Crowdsourcing: ovvero letteralmente reclutare risorse dalla folla. Detta così ci si immagina un fiume di gente stile Woodstock che si appresta a fare chissà che cosa, in realtà il crowdsourcing nasconde, spesso, molta solitudine. Ma cos’è, nello specifico, il crowdsourcing?

Il crowdsourcing è un modello di relazione, in particolare tra azienda e professionisti, che permette di sviluppare un progetto utilizzando un bacino molto ampio di persone. Una sorta di versione aggiornata e corretta dei cosiddetti “concorsi di idee”. Si tratta quasi sempre di persone che nella solitudine della loro scrivania elaborano idee e progetti che inviano in massa attraverso internet ad un committente (l’azienda o la società di servizi che la rappresenta) la quale poi sceglie il migliore e lo ripaga per il lavoro svolto.

Ecco la prima insidia: le motivazioni. Spesso i freelance o i professionisti che partecipano a progetti di crowdsourcing lo fanno per riempire periodi di calo di lavoro, per riempire il tempo libero, ecc… quindi con scarsa passione e molta approssimazione. Altro problema è la remunerazione, non c’è nessuna garanzia che il vostro prodotto venga scelto, quindi molto spesso si lavora per pura passione e senza introito alcuno, o con miseri rimborsi spesa.

L’insidia per l’azienda è quella di ottenere da un progetto di crowdsourcing una melma informe di accozzaglie difficili da districare, dalla quale è molto complesso e faticoso ricavare informazioni e risultati utili per i progetto che si voleva sviluppare.

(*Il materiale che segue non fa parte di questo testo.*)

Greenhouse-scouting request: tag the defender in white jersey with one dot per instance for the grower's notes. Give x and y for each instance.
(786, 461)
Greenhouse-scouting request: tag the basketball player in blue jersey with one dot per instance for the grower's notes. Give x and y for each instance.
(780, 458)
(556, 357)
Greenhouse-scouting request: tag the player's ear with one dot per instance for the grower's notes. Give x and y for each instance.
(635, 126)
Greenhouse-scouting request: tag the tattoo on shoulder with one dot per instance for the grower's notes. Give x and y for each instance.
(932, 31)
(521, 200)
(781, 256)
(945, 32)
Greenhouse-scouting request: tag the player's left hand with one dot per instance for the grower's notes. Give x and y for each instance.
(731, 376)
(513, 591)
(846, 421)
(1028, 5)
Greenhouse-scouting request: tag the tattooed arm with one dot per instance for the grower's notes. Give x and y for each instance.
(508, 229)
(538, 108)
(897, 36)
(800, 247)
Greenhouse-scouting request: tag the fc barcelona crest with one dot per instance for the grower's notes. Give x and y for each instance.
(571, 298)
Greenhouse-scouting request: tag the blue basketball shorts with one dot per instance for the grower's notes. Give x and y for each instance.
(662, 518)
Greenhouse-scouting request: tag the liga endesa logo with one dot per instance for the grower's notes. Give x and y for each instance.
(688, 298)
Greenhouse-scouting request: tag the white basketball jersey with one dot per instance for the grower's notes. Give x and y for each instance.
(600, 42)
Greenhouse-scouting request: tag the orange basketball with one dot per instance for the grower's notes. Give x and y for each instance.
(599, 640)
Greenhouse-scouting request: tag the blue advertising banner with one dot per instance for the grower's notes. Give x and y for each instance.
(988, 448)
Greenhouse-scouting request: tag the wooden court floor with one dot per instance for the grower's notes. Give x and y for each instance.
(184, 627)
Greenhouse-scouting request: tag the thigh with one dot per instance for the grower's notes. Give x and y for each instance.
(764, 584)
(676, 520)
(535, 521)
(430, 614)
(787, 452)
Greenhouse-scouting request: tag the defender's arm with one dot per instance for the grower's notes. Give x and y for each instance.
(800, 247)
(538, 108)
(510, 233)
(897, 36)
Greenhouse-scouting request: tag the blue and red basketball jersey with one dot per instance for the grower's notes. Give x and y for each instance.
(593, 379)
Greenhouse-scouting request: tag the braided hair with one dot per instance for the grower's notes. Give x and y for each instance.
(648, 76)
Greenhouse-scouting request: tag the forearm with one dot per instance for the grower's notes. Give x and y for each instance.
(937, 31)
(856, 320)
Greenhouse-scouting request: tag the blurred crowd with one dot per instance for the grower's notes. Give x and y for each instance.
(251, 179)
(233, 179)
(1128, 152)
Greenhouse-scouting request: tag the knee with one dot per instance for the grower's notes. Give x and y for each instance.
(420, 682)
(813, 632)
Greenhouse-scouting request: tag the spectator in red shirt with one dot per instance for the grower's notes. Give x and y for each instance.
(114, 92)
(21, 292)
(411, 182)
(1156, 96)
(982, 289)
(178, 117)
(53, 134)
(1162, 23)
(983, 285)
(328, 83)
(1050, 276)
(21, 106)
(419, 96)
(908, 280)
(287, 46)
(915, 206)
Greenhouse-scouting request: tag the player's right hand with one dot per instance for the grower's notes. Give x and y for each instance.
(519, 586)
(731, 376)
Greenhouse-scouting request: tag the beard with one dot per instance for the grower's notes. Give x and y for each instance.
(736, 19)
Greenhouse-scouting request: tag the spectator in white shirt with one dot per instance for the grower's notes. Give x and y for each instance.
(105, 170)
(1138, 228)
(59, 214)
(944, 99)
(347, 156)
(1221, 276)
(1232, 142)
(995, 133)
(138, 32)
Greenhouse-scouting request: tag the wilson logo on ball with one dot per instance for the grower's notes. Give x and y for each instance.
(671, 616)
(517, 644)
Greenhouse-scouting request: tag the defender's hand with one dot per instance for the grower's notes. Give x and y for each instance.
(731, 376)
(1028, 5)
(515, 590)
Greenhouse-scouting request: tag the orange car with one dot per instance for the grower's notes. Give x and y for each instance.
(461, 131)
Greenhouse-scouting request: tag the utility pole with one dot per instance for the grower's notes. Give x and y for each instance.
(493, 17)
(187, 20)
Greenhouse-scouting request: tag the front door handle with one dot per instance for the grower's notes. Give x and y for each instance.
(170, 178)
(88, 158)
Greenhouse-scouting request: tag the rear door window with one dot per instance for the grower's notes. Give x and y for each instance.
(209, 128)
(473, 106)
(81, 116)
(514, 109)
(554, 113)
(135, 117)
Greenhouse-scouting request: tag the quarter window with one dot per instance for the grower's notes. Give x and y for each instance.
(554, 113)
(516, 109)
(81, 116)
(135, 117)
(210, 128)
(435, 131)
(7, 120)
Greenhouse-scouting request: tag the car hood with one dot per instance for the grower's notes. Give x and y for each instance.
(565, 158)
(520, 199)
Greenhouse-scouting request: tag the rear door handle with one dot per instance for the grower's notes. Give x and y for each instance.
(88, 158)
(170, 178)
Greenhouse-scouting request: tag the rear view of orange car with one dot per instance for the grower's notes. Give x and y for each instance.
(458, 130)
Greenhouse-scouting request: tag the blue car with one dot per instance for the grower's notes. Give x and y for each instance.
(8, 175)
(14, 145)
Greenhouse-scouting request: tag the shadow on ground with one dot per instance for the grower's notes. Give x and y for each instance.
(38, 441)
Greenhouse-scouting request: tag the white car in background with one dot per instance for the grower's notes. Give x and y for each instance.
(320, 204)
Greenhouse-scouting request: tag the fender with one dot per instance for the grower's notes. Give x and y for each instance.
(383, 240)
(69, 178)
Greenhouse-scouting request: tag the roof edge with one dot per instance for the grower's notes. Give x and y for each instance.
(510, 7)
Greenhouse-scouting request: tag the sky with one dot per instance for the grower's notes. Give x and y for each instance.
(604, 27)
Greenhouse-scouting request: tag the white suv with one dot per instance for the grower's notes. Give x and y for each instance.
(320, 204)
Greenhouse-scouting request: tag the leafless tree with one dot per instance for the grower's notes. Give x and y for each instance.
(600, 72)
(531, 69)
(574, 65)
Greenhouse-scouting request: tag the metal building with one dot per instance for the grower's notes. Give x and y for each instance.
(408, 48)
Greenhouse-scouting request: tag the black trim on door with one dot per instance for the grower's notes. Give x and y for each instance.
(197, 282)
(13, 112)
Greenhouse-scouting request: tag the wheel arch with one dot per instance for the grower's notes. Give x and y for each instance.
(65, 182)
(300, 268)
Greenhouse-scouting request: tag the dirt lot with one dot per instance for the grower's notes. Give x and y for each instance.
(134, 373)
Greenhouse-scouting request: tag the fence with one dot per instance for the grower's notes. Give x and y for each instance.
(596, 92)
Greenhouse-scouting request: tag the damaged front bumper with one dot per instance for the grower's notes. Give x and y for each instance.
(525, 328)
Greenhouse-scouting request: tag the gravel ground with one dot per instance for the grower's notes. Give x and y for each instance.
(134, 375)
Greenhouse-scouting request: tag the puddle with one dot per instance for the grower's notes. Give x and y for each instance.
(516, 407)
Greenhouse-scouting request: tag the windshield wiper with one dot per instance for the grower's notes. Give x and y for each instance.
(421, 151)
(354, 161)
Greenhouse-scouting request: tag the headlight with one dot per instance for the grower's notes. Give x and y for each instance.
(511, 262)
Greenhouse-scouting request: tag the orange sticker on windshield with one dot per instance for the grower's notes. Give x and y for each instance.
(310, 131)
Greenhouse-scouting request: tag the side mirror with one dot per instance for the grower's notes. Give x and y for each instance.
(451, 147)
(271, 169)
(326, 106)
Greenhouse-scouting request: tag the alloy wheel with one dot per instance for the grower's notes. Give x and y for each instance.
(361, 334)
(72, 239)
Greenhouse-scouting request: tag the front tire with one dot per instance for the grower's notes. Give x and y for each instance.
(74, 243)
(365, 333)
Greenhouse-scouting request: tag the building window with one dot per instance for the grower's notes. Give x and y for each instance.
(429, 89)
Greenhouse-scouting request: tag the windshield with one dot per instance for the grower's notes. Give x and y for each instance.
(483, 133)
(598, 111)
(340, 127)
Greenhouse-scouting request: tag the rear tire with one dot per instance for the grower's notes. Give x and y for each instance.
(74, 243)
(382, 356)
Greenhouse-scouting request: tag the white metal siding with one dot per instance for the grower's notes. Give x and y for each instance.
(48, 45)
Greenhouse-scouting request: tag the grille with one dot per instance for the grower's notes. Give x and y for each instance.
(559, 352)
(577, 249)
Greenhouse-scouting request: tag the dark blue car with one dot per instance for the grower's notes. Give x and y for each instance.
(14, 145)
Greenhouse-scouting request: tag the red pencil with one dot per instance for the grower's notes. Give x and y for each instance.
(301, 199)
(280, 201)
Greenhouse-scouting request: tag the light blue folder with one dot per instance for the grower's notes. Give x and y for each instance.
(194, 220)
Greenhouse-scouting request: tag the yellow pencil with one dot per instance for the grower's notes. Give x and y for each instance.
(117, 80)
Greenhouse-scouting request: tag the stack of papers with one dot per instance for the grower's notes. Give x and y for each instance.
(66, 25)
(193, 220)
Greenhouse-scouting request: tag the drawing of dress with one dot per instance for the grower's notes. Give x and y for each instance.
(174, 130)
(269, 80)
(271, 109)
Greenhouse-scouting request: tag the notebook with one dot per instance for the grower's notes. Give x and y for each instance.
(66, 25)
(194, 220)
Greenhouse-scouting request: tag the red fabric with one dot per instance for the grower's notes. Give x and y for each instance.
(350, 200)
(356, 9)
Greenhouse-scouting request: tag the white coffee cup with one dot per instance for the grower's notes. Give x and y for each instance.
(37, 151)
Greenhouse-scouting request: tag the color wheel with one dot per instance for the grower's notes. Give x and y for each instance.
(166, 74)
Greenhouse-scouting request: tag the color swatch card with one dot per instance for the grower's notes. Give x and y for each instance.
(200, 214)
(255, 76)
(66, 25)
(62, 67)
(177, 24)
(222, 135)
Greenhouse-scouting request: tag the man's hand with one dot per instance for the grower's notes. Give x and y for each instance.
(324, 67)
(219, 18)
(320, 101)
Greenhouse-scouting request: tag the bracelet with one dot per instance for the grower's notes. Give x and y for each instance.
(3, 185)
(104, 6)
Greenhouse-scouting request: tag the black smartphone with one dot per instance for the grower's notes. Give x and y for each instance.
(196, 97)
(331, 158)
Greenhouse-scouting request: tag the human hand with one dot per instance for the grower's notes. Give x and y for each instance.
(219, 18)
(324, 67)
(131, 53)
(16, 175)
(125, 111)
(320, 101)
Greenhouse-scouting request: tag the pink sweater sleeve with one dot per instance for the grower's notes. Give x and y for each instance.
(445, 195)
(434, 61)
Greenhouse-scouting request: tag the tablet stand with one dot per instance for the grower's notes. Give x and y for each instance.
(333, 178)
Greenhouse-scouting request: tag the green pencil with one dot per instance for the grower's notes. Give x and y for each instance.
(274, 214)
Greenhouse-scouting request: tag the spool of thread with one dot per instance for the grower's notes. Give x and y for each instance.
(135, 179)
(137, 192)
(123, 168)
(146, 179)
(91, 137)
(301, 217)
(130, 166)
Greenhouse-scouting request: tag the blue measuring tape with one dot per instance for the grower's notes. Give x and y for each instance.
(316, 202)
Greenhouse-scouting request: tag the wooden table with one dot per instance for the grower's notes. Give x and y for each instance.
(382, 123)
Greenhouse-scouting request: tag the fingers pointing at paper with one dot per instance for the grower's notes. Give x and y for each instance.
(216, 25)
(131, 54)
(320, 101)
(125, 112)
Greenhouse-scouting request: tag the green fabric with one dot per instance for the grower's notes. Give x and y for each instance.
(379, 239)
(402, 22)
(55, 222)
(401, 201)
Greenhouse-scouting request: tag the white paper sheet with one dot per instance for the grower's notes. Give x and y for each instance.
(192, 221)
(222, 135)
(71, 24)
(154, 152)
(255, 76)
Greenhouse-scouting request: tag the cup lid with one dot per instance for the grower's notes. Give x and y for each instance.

Ma ci sono anche le note positive. Tra queste l’opportunità per le piccole aziende che non hanno possibilità di elevati budget di avere a costi vantaggiosi degli spunti progettuali che provengono da una massa di individui che da soli non avrebbero potuto organizzare. Per le grandi aziende il crowdsourcing è un veicolo interessante di ricerca di mercato, considerato il fatto che queste iniziative possono entrare in contatto con target specifici di professionisti.

Anche per il giovane professionista qualche lato positivo c’è: la possibilità di ampliare il portfolio progetti (anche se poi non saranno scelti dal committente sono sempre esperienze di sviluppo su un brief aziendale specifico) e talvolta la possibilità di vedere remunerato il proprio lavoro.

Personalmente sono scettico sull’efficacia di questo strumento progettuale, ma senza dubbio se ben strutturato e ben gestito da aziende e società di intermediazione, c’è la possibilità di sviluppare interazioni interessanti tra l’impresa e la “folla” di freelance coinvolti.